Chester County Sports Arena v. Cincinnati Specialty Underwriters Ins. Co.

Chester County Sports Arena v. Cincinnati Specialty Underwriters Ins. Co.

Chester County Sports Arena v. Cincinnati Specialty Underwriters Ins. Co.

The United States District Court for the Eastern District of Pennsylvania, in Chester County Sports Arena v. Cincinnati Specialty Underwriters Ins. Co., No.: 20-CV-02021-MMB (E.D. Pa. March 30, 2021), determined insurance coverage was unavailable to several Pennsylvania businesses affected by the Covid 19 pandemic. 

The Plaintiffs, which comprised three Pennsylvania small businesses, held “all-risk” insurance policies issued by Cincinnati that included coverage extensions for Business Income, Extended Business Income, Extra Expense and a Civil Authority provision. After suspending their operations because of government-ordered restrictions aimed at preventing exposure to the novel coronavirus pandemic, which closed a great deal of commerce in the United States, Plaintiffs each filed a claim under their policies with Cincinnati.
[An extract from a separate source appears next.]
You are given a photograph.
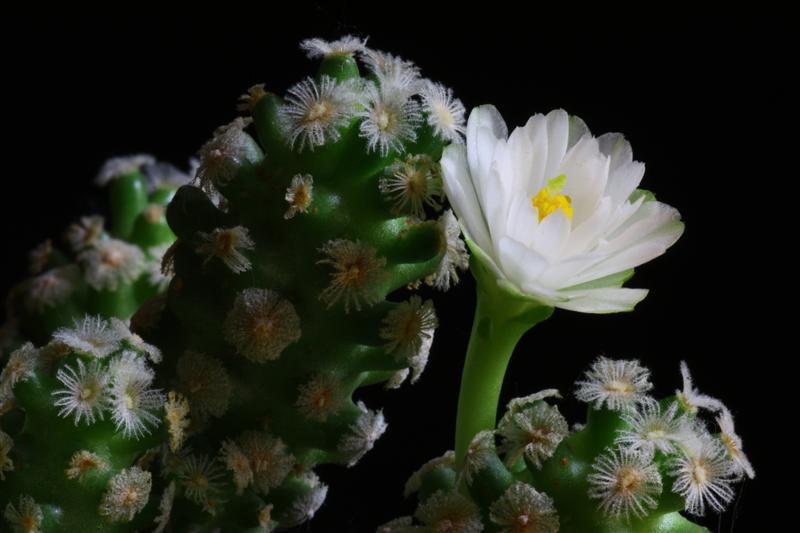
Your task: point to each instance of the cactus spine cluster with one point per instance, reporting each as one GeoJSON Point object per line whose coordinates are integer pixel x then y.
{"type": "Point", "coordinates": [104, 270]}
{"type": "Point", "coordinates": [633, 466]}
{"type": "Point", "coordinates": [278, 309]}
All the claims were denied. The Plaintiffs alleged they experienced a “Covered Cause of Loss” due to the government’s Closure Orders, which “operates as a blockade that prevents employees and patrons from entering and operating the business for its intended purpose.” Plaintiffs allege this renders Cincinnati’s denial of coverage improper.
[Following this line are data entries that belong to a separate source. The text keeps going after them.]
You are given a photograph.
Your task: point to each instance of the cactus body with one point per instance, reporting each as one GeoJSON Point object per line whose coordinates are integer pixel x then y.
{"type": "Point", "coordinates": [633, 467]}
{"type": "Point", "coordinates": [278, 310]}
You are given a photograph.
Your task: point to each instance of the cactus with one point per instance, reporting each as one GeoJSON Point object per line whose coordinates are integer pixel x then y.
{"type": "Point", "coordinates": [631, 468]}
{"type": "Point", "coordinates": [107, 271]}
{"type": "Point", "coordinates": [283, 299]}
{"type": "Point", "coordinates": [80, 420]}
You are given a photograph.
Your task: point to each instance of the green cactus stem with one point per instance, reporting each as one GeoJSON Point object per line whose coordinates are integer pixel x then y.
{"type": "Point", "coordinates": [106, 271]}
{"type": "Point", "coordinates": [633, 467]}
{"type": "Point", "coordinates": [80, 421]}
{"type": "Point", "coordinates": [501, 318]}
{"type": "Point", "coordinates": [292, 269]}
The policies and their extensions obligated Cincinnati to pay the insured for the loss of business income sustained during the suspension of operations because of a “Covered Cause of Loss.” The policies’ general coverage provision reads:

We will pay for the direct “loss” to Covered Property at the ‘premises’ caused by or resulting from any Covered Cause of Loss.

The Business Income provision stated:

We will pay for the actual loss of “Business Income” and “Rental Value” you sustain due to the necessary “suspension” of your “operations” during the “period of restoration.” The “suspension” must be caused by direct “loss” to property at a “premises” caused by or resulting from any Covered Cause of Loss.

The Extended Business Income provision stated:

For “Business Income” other than “Rental Value,” if the necessary “suspension” of your “operations” produces a “Business Income” or Extra Expense “loss” payable under this Coverage Part, we will pay for the actual loss of “Business Income” you sustain and Extra Expense you incur during the [relevant period.]

. . .

Loss of “Business Income” must be caused by direct “loss” at the “premises” caused by or resulting from any Covered Cause of Loss.

The Extra Expense provision stated:

We will pay Extra Expense you sustain during the “period of restoration.” Extra Expense means necessary expenses you sustain . . . during the “period of restoration” that you would not have sustained if there had been no direct “loss” to property caused by or resulting from a Covered Cause of Loss.

The policies also include a Civil Authority provision:

When a Covered Cause of Loss causes damage to property other than Covered Property at a “premises,” we will pay for the actual loss of “Business Income” and necessary Extra Expense you sustain caused by action of civil authority that prohibits access to the “premises”, provided that both of the following apply:

(a) Access to the area immediately surrounding the damaged property is

prohibited by civil authority as a result of the damage; and

(b) The action of civil authority is taken in response to dangerous physical

conditions resulting from the damage or continuation of the Covered Cause of Loss that caused the damage, or the action is taken to enable a civil authority to have unimpeded access to the damaged property.

Finally, two key terms in the policies were explicitly defined:

Covered Cause of Loss means direct “loss” unless the “loss” is excluded or limited in this Coverage Part.

“Loss” means accidental physical loss or accidental physical damage.

The Court noted that neither the Pennsylvania Supreme Court nor the Third Circuit Court of Appeals had yet reviewed the issue of whether government-ordered restrictions in response to COVID-19 constitute a direct physical loss to property. However, there were several cases in Pennsylvania and in other states that addressed this issue with different outcomes.

This Court held that clear and unambiguous terms (like “direct physical loss”) must be given their plain meaning, and when there is no alteration to a physical structure, Third

Circuit precedent leaned in the direction of finding no physical loss. See Port Auth. of New York and New Jersey v. Affiliated FM Ins. Co., 311 F.3d at 235–36. The Court explained that a contrary holding would require expanding “direct physical loss” beyond its plain meaning to encompass purely economic loss. Therefore, the Court determined that the Plaintiffs did not suffer a “Covered Cause of Loss” fails.